The committee meets at City Hall, 795 Massachusetts Ave., Central Square.

More stung package stores come before commission

License Commission, 3 p.m. Wednesday. The underage-buying package store stings continue, with five more liquor stores called before the commission and four returning from a hearing in September, when their sentencing was deferred. (Seven others got suspensions of two days each.) The Spyce eatery matter may be settled this time too – in a concept founded by four Massachusetts Institute of Technology guys in 2015 that’s based in Somerville but opened first on Washington Street in Boston, robots will make salads and other bowl meals for up to 80 people at a time at 1 Brattle Square, Harvard Square. Also, a package store license is set to be transferred to Formaggio Kitchen for its reopening of what used to be Fresh Pond Market in Huron Village; Central Kitchen in Central Square is asking permission to remove its first floor, which would make way for a recreational marijuana shop called Western Front; and Weltkuche Bistro (translated, that’s the “world cuisine” bistro) seeks to open at 5 Glassworks Ave., Cambridge Crossing, with an inside occupancy of 78 and an additional 30 seasonal patio seats.

The commission meets in the basement of the Michael J. Lombardi Building, 831 Massachusetts Ave., Mid-Cambridge near Central Square.

Alewife Quadrangle zoning is back, with councillors

Ordinance Committee, 5 to 7 p.m. Wednesday. Like the Planning Board on Tuesday, this committee run by city councillors Dennis Carlone and Craig Kelley will talk about the zoning petition to create an Alewife Quadrangle Northwest Overlay District. Televised.

The committee meets at City Hall, 795 Massachusetts Ave., Central Square.

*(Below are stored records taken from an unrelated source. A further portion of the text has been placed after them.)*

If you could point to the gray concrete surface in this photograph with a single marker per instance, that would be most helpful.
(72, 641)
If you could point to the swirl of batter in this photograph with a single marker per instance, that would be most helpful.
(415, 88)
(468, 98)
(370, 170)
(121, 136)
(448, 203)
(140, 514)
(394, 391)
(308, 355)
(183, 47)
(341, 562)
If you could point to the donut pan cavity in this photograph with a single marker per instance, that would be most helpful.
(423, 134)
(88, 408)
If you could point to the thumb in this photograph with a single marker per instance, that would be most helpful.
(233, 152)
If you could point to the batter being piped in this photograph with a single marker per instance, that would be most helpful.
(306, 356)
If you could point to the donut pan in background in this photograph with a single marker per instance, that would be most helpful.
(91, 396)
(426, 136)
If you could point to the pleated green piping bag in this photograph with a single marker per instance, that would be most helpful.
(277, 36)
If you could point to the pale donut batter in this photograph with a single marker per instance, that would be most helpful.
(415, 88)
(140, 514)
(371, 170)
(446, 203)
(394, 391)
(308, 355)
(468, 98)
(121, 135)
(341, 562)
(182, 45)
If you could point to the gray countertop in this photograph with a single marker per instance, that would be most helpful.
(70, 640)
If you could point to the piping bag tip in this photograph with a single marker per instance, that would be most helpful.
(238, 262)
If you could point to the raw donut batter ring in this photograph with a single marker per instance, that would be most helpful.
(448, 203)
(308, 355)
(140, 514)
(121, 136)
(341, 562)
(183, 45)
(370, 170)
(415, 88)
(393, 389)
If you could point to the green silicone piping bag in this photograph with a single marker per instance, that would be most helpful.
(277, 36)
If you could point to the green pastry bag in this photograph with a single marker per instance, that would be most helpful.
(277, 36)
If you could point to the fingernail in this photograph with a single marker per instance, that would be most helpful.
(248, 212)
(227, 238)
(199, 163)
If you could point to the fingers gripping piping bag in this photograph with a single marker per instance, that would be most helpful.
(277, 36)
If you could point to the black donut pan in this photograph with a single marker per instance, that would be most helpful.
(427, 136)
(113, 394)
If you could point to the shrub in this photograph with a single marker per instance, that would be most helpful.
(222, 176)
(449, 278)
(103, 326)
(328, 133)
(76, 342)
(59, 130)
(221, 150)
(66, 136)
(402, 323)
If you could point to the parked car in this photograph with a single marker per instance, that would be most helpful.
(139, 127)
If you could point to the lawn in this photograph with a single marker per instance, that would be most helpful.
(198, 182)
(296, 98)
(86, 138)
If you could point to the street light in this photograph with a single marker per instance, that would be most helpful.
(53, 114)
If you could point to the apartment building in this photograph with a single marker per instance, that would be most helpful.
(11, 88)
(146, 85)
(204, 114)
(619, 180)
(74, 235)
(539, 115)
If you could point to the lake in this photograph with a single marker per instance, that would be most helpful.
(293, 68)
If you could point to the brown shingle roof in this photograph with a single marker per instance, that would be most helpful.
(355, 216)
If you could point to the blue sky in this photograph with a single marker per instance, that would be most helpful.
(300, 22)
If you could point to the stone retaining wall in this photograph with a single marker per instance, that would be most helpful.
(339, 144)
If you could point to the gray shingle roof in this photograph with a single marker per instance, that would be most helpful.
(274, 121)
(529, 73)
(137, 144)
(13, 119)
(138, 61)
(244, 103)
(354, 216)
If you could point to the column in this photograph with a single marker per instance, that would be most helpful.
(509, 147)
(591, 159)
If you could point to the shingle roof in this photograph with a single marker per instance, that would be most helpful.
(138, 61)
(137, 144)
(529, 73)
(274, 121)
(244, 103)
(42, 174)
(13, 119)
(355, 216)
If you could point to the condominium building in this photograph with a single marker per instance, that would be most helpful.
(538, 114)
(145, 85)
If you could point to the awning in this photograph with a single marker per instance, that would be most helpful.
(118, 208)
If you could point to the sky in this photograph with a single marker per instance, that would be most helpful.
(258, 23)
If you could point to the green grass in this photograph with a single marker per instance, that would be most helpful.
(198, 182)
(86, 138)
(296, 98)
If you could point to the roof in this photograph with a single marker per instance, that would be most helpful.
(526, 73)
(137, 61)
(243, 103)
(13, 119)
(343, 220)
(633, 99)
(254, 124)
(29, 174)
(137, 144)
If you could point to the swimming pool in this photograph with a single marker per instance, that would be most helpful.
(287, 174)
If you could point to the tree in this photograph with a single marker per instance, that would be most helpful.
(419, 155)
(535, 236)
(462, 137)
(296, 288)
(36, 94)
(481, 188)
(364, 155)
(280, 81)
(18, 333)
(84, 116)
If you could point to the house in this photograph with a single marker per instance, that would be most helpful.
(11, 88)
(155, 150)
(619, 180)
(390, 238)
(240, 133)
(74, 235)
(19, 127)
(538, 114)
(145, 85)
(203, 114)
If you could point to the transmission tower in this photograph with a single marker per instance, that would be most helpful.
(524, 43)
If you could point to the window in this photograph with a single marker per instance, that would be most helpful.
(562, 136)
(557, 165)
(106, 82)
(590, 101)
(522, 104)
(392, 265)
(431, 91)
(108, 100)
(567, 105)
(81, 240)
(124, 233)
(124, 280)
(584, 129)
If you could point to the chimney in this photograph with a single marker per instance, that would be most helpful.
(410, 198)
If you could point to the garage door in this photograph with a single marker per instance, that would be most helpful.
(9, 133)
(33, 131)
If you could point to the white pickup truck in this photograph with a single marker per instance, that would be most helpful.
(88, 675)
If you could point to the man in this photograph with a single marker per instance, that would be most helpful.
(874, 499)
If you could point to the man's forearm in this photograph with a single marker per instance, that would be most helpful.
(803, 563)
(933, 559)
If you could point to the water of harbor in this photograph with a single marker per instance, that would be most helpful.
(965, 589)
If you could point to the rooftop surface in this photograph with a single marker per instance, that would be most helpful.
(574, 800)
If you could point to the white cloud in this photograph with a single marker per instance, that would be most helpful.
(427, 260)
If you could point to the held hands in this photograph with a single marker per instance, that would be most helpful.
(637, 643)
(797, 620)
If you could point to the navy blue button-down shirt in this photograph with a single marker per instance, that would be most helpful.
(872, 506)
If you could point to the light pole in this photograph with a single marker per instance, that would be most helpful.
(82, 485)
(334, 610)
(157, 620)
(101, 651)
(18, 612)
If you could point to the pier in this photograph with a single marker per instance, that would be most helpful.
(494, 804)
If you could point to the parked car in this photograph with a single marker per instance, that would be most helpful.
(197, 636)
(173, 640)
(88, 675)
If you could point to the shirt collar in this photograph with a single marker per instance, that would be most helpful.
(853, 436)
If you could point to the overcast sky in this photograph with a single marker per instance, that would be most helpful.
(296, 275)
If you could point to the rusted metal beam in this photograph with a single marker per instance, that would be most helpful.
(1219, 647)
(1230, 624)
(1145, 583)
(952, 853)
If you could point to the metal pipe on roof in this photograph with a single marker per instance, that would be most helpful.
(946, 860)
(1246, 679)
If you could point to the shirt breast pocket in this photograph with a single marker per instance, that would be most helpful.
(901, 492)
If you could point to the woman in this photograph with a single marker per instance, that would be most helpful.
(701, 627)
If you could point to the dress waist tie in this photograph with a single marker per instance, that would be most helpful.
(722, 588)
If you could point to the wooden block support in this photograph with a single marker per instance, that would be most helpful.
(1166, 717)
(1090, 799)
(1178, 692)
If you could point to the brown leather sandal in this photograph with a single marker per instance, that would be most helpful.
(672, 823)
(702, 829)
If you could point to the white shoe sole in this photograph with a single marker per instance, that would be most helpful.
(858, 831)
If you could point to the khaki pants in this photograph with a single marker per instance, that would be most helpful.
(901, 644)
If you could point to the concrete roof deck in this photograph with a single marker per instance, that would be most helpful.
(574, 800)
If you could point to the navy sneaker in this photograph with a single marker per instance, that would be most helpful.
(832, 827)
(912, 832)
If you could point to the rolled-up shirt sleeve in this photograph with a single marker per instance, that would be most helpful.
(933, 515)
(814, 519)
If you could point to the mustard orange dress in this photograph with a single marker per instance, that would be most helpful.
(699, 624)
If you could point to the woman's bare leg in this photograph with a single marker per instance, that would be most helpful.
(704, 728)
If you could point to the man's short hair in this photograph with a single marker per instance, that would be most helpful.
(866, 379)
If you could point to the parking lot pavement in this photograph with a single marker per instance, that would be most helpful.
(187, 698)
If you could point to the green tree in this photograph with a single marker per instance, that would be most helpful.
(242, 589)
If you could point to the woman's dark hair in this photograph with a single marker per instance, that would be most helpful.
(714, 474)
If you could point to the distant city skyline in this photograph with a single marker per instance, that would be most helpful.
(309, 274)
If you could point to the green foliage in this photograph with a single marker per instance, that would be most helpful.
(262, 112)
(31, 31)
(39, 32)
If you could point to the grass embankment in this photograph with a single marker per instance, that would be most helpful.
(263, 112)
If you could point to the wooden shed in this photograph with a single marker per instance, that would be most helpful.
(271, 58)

Program seeks to move beyond us-versus-them talk

“Us & Them: Conversing Across the Political Spectrum,” 6:30 to 8 p.m. Thursday. For people who are tired of unproductive debates and arguments and have even come to avoid political conversations altogether, this dialogue on national and local issues (funded in part by mini-grants from the Cambridge Public Health Department) can teach how to discuss differences more productively. Free.

The event is at CultureHouse, 500 Kendall St., Kendall Square.


Have a say in what public art goes into Foundry

Foundry community event and participatory public art project, 8 to 11 a.m. Friday. A participatory public art event explores how the Foundry building will serve the needs and wants of the community, including an “I Wish This Was …” activity and discussion of the “Community Jukebox” project by Boston-based artist Elisa Hamilton – a one-of-a-kind permanent installation that will feature authentic stories and voices from across Cambridge.

The event starts with breakfast at the Multicultural Arts Center, 41 Second St., East Cambridge, before a walk to the Foundry.


A map shows the various uses within the city’s Cambridge Street complex.

Tour $159 million Cambridge Street school complex

King Open/Cambridge Street Upper School & Community Complex opening celebration, 11:30 a.m. to 2 p.m. Saturday. After a $159 million, three-year refresh, it’s time for a look at this 273,000-square-foot complex, which includes the Cambridge Street Upper School, King Open School, King Open Extended Day program, community school and preschool programs and the Valente Branch Library, not to mention Cambridge Public Schools administration offices and the Gold Star Pool. After opening remarks there’s a chance to learn about net zero building design, take self-guided tours and snack in the building’s central commons.